Militant dans l’Unione Sindicale di Base (USB, syndicat indépendant fondé en Italie en 2010 pour défendre les droits des travailleurs agricoles), Aboubakar Soumahoro, Italo-ivoirien, a 38 ans et est diplômé en sociologie. Son visage, accolé à celui du ministre de l’Intérieur, Matteo Salvini, est apparu sur la couverture du numéro de la revue L’Espresso publié le 18 juin dernier et qui avait suscité de nombreuses réactions. La lettre ici traduite a été publiée dans la même revue une semaine plus tard.

Cher directeur,

En observant ce que nous sommes en train de vivre, à partir des lieux des contradictions sociales, pendant que j’écris ces quelques lignes, ce que disait Aimé Césaire me revient à l’esprit : « Une civilisation qui s’avère incapable de résoudre les problèmes que suscite son fonctionnement est une civilisation décadente. » Mais que signifie une civilisation décadente ?
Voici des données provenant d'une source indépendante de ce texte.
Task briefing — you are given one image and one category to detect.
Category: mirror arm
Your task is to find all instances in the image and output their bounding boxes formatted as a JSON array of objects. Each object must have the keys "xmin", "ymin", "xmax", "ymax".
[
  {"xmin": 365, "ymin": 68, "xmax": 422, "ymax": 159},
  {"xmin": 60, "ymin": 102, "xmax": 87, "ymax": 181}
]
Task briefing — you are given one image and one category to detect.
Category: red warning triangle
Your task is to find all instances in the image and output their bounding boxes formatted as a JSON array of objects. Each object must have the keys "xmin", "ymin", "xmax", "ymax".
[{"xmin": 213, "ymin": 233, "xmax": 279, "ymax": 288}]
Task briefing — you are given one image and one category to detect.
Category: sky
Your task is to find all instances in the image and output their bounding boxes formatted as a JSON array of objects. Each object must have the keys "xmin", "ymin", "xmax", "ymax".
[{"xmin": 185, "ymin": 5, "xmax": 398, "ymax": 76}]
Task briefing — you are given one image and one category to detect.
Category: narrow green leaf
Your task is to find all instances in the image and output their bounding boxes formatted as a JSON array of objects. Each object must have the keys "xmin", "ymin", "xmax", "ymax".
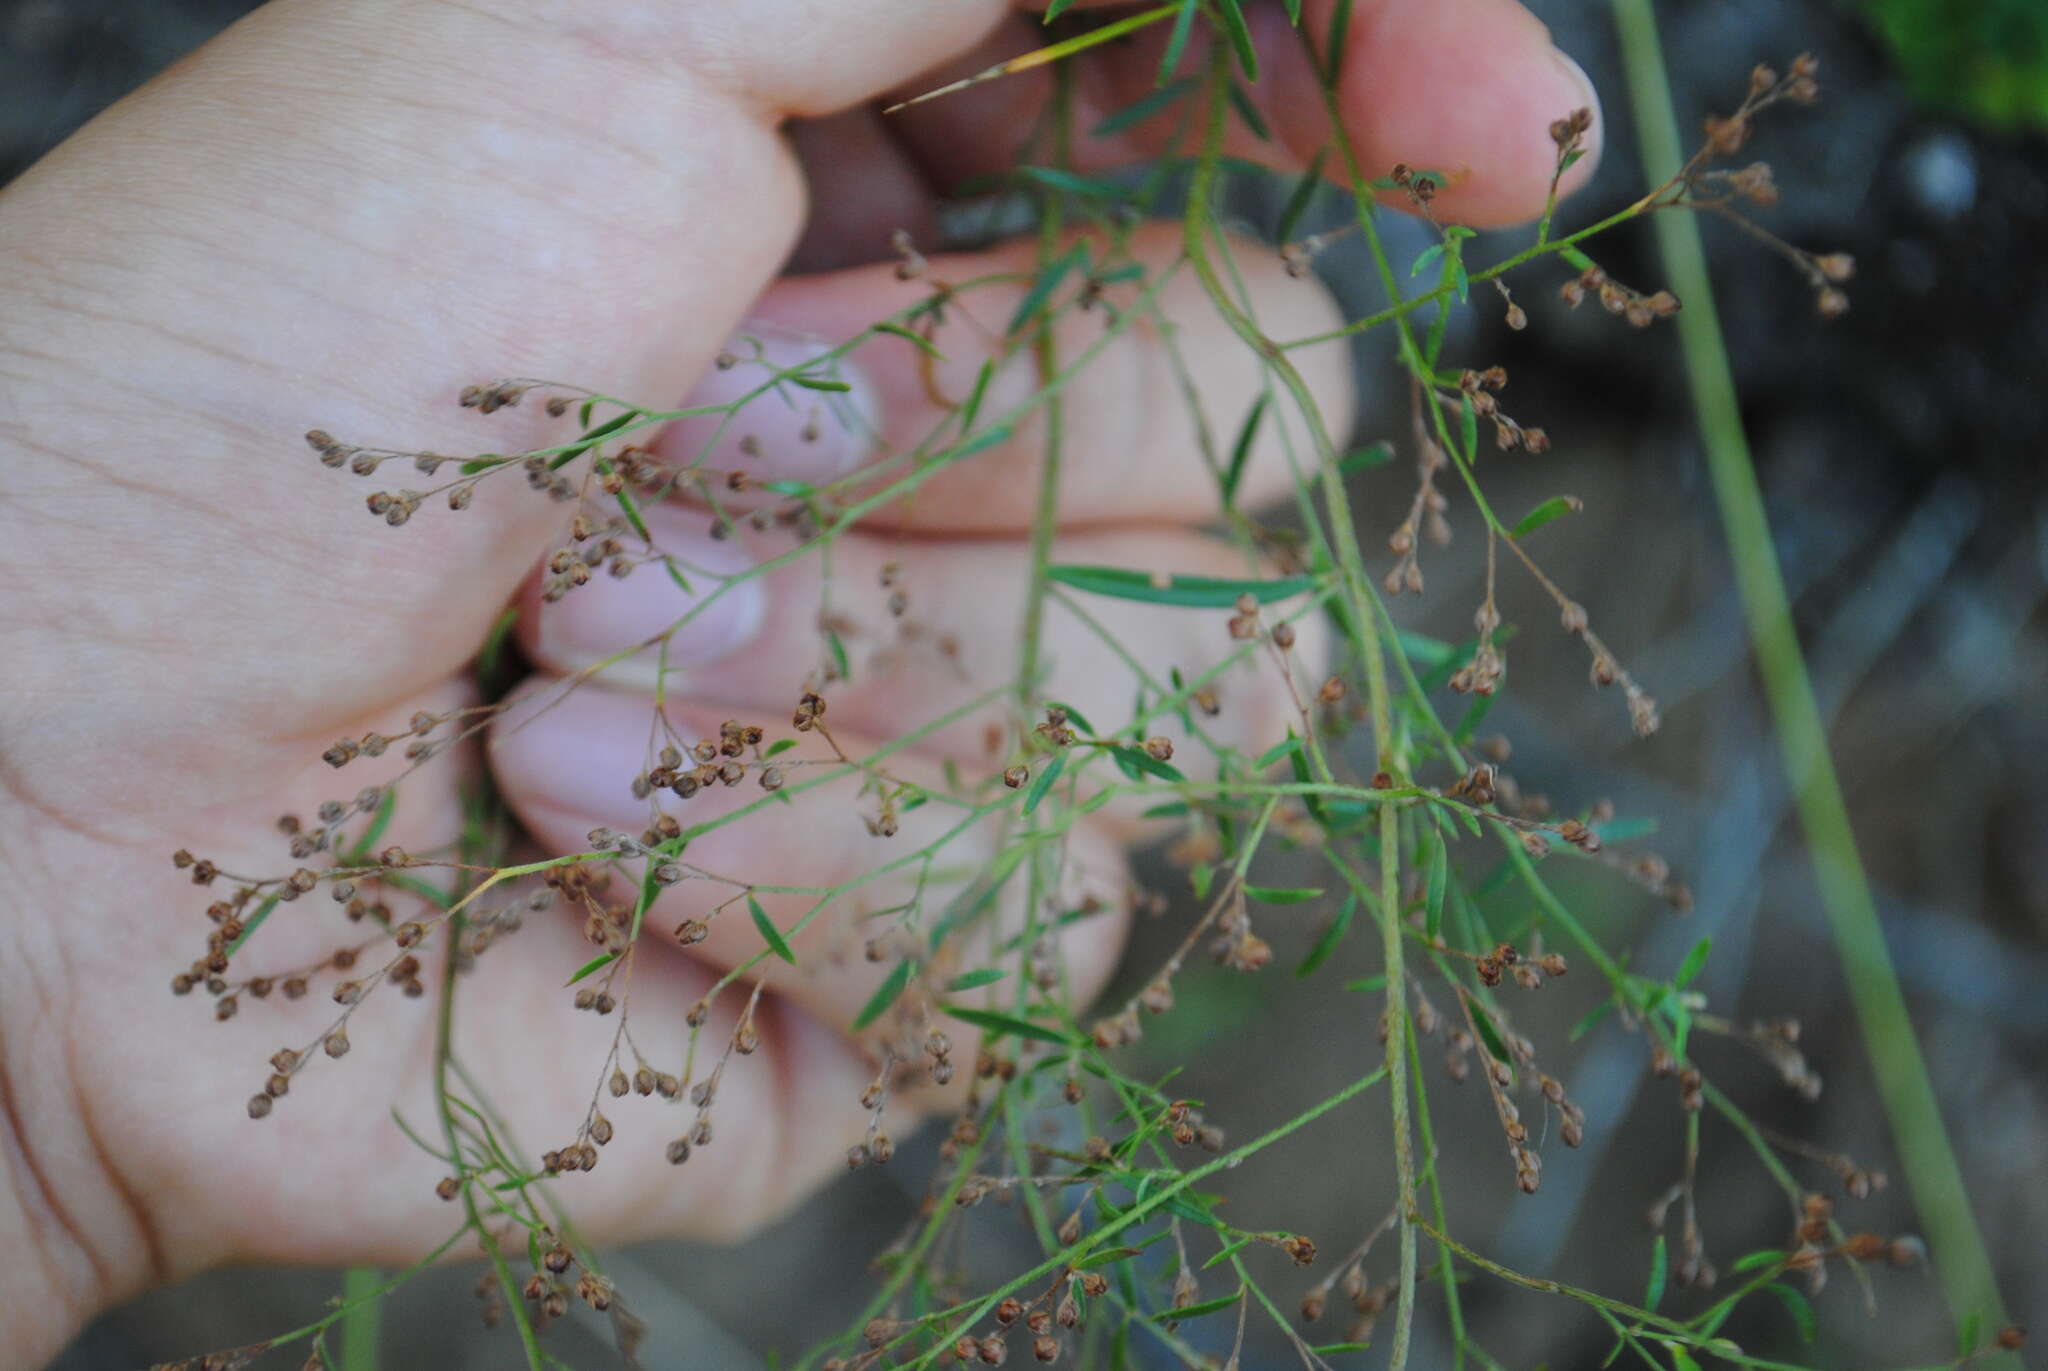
[
  {"xmin": 1276, "ymin": 147, "xmax": 1329, "ymax": 245},
  {"xmin": 475, "ymin": 602, "xmax": 521, "ymax": 681},
  {"xmin": 1410, "ymin": 243, "xmax": 1446, "ymax": 278},
  {"xmin": 1226, "ymin": 81, "xmax": 1270, "ymax": 141},
  {"xmin": 1322, "ymin": 0, "xmax": 1355, "ymax": 85},
  {"xmin": 959, "ymin": 360, "xmax": 995, "ymax": 432},
  {"xmin": 1008, "ymin": 241, "xmax": 1089, "ymax": 336},
  {"xmin": 1047, "ymin": 699, "xmax": 1097, "ymax": 735},
  {"xmin": 1048, "ymin": 563, "xmax": 1316, "ymax": 608},
  {"xmin": 547, "ymin": 410, "xmax": 636, "ymax": 469},
  {"xmin": 1222, "ymin": 393, "xmax": 1270, "ymax": 504},
  {"xmin": 1470, "ymin": 1007, "xmax": 1514, "ymax": 1066},
  {"xmin": 1014, "ymin": 167, "xmax": 1131, "ymax": 202},
  {"xmin": 1296, "ymin": 892, "xmax": 1358, "ymax": 977},
  {"xmin": 1022, "ymin": 751, "xmax": 1067, "ymax": 815},
  {"xmin": 764, "ymin": 737, "xmax": 798, "ymax": 758},
  {"xmin": 1216, "ymin": 0, "xmax": 1258, "ymax": 79},
  {"xmin": 566, "ymin": 951, "xmax": 618, "ymax": 987},
  {"xmin": 1043, "ymin": 0, "xmax": 1080, "ymax": 18},
  {"xmin": 1764, "ymin": 1284, "xmax": 1818, "ymax": 1342},
  {"xmin": 1958, "ymin": 1312, "xmax": 1983, "ymax": 1358},
  {"xmin": 749, "ymin": 895, "xmax": 797, "ymax": 964},
  {"xmin": 1157, "ymin": 0, "xmax": 1199, "ymax": 85},
  {"xmin": 873, "ymin": 321, "xmax": 942, "ymax": 358},
  {"xmin": 1153, "ymin": 1290, "xmax": 1244, "ymax": 1322},
  {"xmin": 1109, "ymin": 744, "xmax": 1187, "ymax": 784},
  {"xmin": 944, "ymin": 967, "xmax": 1007, "ymax": 993},
  {"xmin": 950, "ymin": 421, "xmax": 1016, "ymax": 460},
  {"xmin": 345, "ymin": 787, "xmax": 399, "ymax": 862},
  {"xmin": 1560, "ymin": 245, "xmax": 1597, "ymax": 272},
  {"xmin": 1254, "ymin": 733, "xmax": 1302, "ymax": 770},
  {"xmin": 852, "ymin": 960, "xmax": 913, "ymax": 1031},
  {"xmin": 1423, "ymin": 830, "xmax": 1448, "ymax": 940},
  {"xmin": 1245, "ymin": 885, "xmax": 1323, "ymax": 905},
  {"xmin": 1202, "ymin": 1237, "xmax": 1259, "ymax": 1270},
  {"xmin": 1674, "ymin": 936, "xmax": 1712, "ymax": 989},
  {"xmin": 1570, "ymin": 999, "xmax": 1618, "ymax": 1041},
  {"xmin": 1092, "ymin": 77, "xmax": 1196, "ymax": 137},
  {"xmin": 1311, "ymin": 1344, "xmax": 1372, "ymax": 1357},
  {"xmin": 791, "ymin": 374, "xmax": 850, "ymax": 392},
  {"xmin": 943, "ymin": 1005, "xmax": 1074, "ymax": 1046},
  {"xmin": 1730, "ymin": 1249, "xmax": 1787, "ymax": 1274},
  {"xmin": 825, "ymin": 626, "xmax": 851, "ymax": 683},
  {"xmin": 1458, "ymin": 394, "xmax": 1479, "ymax": 461},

Je suis convaincu que notre civilisation, considérée en tant que société dans ses différentes articulations, est décadente quand on affirme que l’être « humain » est un problème, quand les ports sont fermés aux êtres humains, tandis que les navires de guerre circulent librement et en toute impunité. Notre civilisation est décadente quand on pense pouvoir répondre aux problèmes de justice sociale, aux besoins des exclus, hommes et femmes, par des politiques d’austérité, ou quand ceux qui décident de lutter sont frappés par des lois répressives, par des coupes dans la protection sociale ou par la ghettoïsation.